Design in a post-Covid future.
While the long-term effects of the Covid-19 lockdown remain unclear, it seems inevitable that it is an epochal marker in our lifetimes.
It has exposed the fragility of our existing economic structures, but small-scale individual interventions and acts of kindness have blossomed in the exposed cracks.
As "key" and "essential" work becomes part of our everyday vocabulary, this calls into question the role that designers should be playing in the new economy.
In this post, we discuss some of the ideas currently occupying designers across the world. The topics presented here are subject to the following caveats:
- We have generally framed the Covid pandemic as an opportunity for designers to be part of building a better future. It is important to acknowledge at the outset that there is a significant degree of privilege underpinning these thoughts. There are millions of people around the world for whom the “post-COVID” experience will likely be characterised by immense grief and uncertainty.
- The ideas presented here reflect an evolving understanding of the roles design might play in the future. They are not immutable - indeed, a critical element of post-Covid design is likely to be the need to build greater flexibility and responsiveness into the services we use every day.
This post is not an argument from a fixed perspective, but simply an attempt to express ideas as individual strands rather than a cohesive argument.
What roles might designers need to play?
The COVID-19 pandemic is the first time in history that the entire human race is facing the same challenge. It will not be the last. In many ways, it can be seen as a rehearsal for the kinds of challenges we will face when the effects of climate change accelerate beyond our abilities to mitigate them.
In the absence of any clear plan, systems previously unquestioned are now up for grabs.
Universal Basic Income, for example, was a marginal political issue in 2019 but is now the subject of mainstream political and economic discourse. The Overton Window has shifted to accommodate new ideas as existing ones have failed to cope with the stress of the pandemic.
The window will continue to shift as the world changes around us. New ideas will be confusing and designers are in an immensely powerful position to explain these ideas clearly and objectively wherever possible.
Accessible language and structural clarity in content design will help people to understand and choose between different possible futures.
Service designers have a responsibility to act with precision and advocate not just for human-centred approaches, but for community-centred and environment-centred perspectives as well.
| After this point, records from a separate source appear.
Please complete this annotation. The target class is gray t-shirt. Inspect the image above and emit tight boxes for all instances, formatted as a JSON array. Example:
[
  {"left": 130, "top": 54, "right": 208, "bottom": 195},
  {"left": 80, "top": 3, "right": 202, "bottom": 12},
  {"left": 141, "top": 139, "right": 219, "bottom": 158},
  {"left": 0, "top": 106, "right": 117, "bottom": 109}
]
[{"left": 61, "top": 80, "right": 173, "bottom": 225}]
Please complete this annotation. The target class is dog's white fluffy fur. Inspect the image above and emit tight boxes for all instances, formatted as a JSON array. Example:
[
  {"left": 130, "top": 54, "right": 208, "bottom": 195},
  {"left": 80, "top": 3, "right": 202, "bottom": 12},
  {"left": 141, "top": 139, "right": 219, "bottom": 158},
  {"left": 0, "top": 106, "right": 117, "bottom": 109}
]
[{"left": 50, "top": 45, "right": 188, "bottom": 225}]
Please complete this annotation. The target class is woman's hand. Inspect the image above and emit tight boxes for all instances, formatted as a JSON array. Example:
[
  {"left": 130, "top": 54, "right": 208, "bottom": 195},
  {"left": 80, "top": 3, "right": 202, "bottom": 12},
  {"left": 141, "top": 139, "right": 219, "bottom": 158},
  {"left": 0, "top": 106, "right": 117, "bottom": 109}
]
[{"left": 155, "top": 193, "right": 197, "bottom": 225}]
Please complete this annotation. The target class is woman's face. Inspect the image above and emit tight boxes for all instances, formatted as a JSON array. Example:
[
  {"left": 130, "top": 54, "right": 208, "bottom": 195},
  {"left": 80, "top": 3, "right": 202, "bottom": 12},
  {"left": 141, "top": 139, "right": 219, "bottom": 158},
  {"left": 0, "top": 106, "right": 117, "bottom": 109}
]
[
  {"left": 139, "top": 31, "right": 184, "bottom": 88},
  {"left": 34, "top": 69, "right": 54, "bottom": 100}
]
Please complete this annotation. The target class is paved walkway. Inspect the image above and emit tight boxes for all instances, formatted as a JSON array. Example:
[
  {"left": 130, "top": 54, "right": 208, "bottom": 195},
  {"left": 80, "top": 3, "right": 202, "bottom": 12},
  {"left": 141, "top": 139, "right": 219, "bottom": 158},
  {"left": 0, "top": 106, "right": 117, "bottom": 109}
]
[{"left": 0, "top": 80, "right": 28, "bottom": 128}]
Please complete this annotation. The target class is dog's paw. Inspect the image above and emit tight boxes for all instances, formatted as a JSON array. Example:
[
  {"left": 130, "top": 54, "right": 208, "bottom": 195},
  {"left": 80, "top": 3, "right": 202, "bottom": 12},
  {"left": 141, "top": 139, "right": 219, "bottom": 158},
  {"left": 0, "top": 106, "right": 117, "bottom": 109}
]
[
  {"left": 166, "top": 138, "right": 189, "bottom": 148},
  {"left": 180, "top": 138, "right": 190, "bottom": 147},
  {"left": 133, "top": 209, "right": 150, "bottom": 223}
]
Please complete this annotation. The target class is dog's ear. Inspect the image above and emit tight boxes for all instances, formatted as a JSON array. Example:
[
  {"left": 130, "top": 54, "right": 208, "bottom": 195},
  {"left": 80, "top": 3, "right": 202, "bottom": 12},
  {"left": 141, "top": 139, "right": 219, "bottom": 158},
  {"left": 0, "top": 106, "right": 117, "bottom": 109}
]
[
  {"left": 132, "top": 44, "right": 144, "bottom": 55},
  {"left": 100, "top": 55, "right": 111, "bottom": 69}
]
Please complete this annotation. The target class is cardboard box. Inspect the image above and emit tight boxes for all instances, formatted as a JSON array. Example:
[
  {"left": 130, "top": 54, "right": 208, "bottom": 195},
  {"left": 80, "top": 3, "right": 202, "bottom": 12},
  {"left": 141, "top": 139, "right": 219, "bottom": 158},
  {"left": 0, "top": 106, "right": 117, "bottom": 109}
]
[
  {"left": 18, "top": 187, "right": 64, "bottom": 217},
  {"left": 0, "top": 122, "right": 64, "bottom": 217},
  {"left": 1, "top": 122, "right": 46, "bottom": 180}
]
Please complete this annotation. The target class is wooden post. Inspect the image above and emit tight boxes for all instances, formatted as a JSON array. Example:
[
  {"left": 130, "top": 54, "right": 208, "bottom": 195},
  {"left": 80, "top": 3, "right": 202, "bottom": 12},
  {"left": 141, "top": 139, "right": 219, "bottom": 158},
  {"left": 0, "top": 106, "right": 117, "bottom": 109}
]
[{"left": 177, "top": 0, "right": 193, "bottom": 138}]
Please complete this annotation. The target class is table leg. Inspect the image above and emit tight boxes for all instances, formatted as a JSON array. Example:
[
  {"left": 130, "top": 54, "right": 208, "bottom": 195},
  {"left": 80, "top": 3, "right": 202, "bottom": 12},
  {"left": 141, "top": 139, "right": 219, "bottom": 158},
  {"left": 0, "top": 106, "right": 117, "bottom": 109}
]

Designers of all disciplines need to understand the wider implications of their actions - we do not work in isolation.
Design is happening without designers.
That is to say, decisions are being made about the future of our economy, how we might live our lives, our health care systems and other support networks.
Designers have a crucial role to play in shaping these changes from the perspective of the end users and their communities.
A great deal of discussion is ongoing about the ethics of design as a discipline. We’re all currently very aware of the impact of our (good and bad) behaviours at individual and collectives scales. Should a designer work with a company that exposes their employees to unnecessary risks? Or one that causes environmental devastation? Given the complexity of global economics and supply structures, is it even possible for a designer to step outside this system? Should we have a code of ethics and, if so, what would it look like?
Designing for rapidly changing needs.
As the Covid-19 pandemic began to accelerate, we saw manufacturers shift resources and production into developing respirators and Personal Protective Equipment. It is likely that this kind of rapid repurposing will need to happen again and again in response to different crises.
Can we pre-emptively design flexibility and resilience into the products and services we rely on? How do we embed this kind of open-ended, improvisational, problem-solving mindset into services that have been built in a completely different way? Is our existing toolkit of innovation labs and workshops going to be enough to rebuild them from the inside out?
The value of speculative design.
To some extent, all design is speculative. Part of the appeal of new technology is in allowing ourselves to imagine a future where the latency between idea and outcome is minimised through responsive, beautiful, and intuitive interfaces.
But design isn’t just about imagining wonderful futures, it’s also about predicting ways in which things can go wrong. Good ideas might be misappropriated, disinformation might thrive oin social platforms, and even the most well-intentioned innovations are likely to have a negative impact somewhere out of sight.
The essence of an object has something to do with the way it turns into trash.
That is to say, when the initial novelty wears off, when it fails a stress test, when it ends up in a landfill.
If we can predict these potential bad outcomes, we can understand how they might be mitigated or avoided entirely. It is vital that we don’t fall into the trap of believing that good intentions alone will save the world. Avoiding this trap requires us to be critical at every stage, to always look for something better, and not to dismiss real-life experiences as mere "outliers".
We’re particularly concerned that once the lockdown is over - once the curves flatten and COVID-19 fades into the background - we may forget this experience.
We may feel under great pressure to forget it and go back to how things used to be. But doing this would miss an immense opportunity.
We need to start designing for the future now. Not just the immediate future but for the next 5, 10, and 20 years. It is entirely possible that the rest of our lives will be dominated by similar global challenges and uncertainty - climate change, resource scarcity, economic upheaval due to automation. We are in a position to make things better for as many people as possible - but the magnitude of this task cannot be overestimated.